On the basis of our structural model of the α2I–EV1 complex, we could not exclude the possibility that EV1 binding to the α2I domain could induce a conformational change from the closed to open form. Therefore, we selected an indirect way to test whether the conformational change in α2β1 integrin takes place after EV1 binding. So far, we have been unable to use direct methods to monitor integrin conformation due to technical problems. Previously, the tail separation of the αLβ2 heterodimer has been demonstrated by using integrins with fluorescent protein tags fused to their intracellular domains (Kim et al, 2003). However, we have not succeeded in expressing tagged α2 subunits in the cells that we used in these experiments.
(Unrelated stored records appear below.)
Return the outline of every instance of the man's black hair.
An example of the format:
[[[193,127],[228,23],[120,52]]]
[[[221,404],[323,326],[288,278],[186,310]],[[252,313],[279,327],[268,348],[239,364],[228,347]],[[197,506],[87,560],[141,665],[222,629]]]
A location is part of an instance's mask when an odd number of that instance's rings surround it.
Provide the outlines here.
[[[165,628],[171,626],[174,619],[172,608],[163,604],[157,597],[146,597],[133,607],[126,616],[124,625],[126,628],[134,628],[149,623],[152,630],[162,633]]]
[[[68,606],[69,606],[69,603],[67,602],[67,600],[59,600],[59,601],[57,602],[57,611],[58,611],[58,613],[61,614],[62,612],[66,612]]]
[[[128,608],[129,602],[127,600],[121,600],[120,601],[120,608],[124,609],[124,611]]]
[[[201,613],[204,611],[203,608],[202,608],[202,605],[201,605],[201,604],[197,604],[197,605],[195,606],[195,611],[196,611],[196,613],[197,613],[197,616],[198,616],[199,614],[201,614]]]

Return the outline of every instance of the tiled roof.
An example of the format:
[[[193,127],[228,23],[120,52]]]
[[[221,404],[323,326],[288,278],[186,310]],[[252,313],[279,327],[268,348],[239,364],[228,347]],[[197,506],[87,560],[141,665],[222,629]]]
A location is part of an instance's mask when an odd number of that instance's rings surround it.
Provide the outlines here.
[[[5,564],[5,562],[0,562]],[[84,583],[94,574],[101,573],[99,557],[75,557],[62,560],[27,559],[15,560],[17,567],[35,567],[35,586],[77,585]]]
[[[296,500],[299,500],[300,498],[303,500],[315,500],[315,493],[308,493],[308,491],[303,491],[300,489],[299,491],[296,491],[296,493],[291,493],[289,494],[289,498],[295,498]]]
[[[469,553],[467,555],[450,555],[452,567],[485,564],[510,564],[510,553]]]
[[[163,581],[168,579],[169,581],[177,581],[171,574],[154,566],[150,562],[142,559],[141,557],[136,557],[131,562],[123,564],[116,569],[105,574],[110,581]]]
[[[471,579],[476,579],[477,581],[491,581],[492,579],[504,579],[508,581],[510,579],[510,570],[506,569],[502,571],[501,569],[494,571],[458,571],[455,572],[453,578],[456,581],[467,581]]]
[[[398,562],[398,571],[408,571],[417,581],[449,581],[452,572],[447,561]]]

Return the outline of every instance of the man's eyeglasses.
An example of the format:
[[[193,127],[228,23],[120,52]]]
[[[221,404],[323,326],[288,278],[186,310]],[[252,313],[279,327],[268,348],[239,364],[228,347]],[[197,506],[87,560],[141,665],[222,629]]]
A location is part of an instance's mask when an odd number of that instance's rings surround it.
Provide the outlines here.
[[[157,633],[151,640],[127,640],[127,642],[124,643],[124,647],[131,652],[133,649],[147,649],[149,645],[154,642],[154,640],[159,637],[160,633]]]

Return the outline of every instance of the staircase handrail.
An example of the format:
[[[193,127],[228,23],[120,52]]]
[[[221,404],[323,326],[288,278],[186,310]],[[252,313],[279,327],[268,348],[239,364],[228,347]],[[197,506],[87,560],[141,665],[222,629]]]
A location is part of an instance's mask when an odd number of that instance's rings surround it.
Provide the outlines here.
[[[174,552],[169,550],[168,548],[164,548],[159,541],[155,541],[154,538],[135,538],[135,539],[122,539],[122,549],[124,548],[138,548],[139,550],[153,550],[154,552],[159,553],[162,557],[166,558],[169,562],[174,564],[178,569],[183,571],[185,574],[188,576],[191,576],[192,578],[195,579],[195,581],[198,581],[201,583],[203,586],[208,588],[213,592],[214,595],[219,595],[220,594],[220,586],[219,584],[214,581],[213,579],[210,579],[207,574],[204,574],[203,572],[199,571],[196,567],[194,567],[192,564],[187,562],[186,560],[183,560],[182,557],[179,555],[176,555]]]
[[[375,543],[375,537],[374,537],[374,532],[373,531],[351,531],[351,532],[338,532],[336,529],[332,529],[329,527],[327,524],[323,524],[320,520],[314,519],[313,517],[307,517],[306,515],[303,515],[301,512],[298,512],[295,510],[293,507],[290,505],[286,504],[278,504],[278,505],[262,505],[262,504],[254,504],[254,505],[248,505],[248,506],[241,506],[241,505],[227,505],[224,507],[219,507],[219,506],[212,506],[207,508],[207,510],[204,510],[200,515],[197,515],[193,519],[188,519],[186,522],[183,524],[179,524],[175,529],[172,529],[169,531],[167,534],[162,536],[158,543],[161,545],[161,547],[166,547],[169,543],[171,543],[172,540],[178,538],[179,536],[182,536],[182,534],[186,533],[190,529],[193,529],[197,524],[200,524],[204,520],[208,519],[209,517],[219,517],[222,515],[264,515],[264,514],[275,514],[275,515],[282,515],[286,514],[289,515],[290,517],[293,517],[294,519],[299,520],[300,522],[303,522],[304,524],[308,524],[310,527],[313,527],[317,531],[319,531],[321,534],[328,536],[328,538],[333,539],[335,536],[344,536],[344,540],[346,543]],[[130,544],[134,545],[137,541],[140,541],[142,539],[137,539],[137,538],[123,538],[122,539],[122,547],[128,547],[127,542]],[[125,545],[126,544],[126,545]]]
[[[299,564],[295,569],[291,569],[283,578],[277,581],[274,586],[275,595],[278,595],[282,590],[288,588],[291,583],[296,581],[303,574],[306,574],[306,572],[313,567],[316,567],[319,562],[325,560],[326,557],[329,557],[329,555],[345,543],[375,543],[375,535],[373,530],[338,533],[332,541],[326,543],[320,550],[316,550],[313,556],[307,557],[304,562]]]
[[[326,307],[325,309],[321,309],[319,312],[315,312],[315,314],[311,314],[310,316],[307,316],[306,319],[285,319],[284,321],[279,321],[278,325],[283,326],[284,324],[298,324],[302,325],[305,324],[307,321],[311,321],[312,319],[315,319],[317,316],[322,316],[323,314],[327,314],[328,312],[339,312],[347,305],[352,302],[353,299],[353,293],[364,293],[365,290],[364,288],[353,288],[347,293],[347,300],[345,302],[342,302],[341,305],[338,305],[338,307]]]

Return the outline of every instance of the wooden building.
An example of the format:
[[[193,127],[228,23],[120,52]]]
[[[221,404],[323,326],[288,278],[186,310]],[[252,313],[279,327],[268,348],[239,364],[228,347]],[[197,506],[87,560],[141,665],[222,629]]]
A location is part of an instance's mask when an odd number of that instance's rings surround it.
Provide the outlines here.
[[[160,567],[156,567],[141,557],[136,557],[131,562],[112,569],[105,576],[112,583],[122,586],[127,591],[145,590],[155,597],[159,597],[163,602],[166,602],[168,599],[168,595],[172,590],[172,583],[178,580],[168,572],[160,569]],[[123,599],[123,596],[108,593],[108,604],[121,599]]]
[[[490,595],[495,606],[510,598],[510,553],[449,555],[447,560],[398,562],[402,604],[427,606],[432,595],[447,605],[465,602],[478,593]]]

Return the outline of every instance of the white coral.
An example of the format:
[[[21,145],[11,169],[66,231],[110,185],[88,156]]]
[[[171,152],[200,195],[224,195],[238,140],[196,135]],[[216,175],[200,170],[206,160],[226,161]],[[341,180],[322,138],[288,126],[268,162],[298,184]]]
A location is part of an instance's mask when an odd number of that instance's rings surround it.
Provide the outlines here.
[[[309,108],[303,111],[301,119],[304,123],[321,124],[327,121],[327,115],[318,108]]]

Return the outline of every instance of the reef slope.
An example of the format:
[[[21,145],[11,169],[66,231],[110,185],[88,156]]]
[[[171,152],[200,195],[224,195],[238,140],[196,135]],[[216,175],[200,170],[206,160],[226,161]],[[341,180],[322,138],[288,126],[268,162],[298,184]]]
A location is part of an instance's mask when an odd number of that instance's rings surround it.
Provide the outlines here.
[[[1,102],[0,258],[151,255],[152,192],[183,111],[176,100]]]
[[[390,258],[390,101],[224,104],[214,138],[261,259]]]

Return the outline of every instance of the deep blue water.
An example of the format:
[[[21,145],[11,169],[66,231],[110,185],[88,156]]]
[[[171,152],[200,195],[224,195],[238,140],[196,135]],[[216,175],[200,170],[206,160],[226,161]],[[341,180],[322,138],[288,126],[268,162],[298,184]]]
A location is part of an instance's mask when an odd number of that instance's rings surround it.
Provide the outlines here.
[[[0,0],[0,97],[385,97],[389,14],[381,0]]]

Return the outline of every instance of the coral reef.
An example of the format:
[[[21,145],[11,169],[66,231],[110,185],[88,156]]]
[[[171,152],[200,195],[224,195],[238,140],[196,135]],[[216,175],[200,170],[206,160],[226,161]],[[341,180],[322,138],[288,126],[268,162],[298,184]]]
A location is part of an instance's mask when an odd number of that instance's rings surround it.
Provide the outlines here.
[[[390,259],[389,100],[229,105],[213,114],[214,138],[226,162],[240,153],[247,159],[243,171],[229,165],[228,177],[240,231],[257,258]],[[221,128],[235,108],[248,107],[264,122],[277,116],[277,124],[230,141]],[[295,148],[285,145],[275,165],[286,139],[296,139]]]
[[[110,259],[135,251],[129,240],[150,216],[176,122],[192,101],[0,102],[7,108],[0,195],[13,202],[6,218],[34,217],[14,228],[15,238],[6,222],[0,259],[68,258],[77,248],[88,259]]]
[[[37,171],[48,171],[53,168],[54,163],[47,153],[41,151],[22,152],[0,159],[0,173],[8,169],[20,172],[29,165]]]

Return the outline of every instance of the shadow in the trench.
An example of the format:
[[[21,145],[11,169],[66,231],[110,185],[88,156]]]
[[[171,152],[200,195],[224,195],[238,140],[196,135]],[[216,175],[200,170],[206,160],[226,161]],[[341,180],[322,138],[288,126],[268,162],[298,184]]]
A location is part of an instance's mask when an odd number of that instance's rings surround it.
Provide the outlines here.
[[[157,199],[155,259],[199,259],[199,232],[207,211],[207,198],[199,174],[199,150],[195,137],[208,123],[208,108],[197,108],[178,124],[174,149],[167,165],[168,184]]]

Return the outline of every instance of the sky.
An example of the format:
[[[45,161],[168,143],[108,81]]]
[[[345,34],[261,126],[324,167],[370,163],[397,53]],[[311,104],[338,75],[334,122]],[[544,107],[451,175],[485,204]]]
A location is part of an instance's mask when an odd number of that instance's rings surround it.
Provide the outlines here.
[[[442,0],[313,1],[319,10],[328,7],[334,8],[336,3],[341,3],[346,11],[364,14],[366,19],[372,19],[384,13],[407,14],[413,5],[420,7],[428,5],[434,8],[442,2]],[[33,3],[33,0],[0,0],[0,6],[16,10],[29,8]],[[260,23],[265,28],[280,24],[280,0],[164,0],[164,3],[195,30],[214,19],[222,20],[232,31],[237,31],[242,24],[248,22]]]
The indirect approach was based on the previous observation that α2β1 integrin specifically activates p38 MAPK (Ivaska et al, 1999). Here, we could show that antibody-mediated clustering of α2β1 integrin causes a rapid but transient phosphorylation of p38. However, when the E336A mutation is introduced into the α2 subunit, the activation of p38 is not achieved. Thus, clustering itself is not sufficient for p38 activation but the conformational modulation of α2β1 is also required. The observation also allowed us to use p38 phosphorylation as an indicator of the conformational activation of α2β1 integrin after EV1-mediated clustering. Importantly, EV1-induced clustering did not evoke p38 activation at an early stage of infection, strongly suggesting that after virus binding α2β1 does not undergo a change to similar conformation that takes place after clustering induced by either antibodies or natural ligands. In previous studies, p38 activation has been studied some hours after infection and p38 seems to be phosphorylated when EV1 replication has started (Huttunen et al, 1998). The E336A mutation in the α2 subunit did neither affect EV1 induced activation of PKCα, which has been previously linked to EV1 internalization (Upla et al, 2004), nor the ability of EV1 to infect cells. Thus, the results propose that EV1 does not activate its entry pathway by direct mimicry of natural ligands, but it has evolved to take the advantage of integrin biology in a unique manner.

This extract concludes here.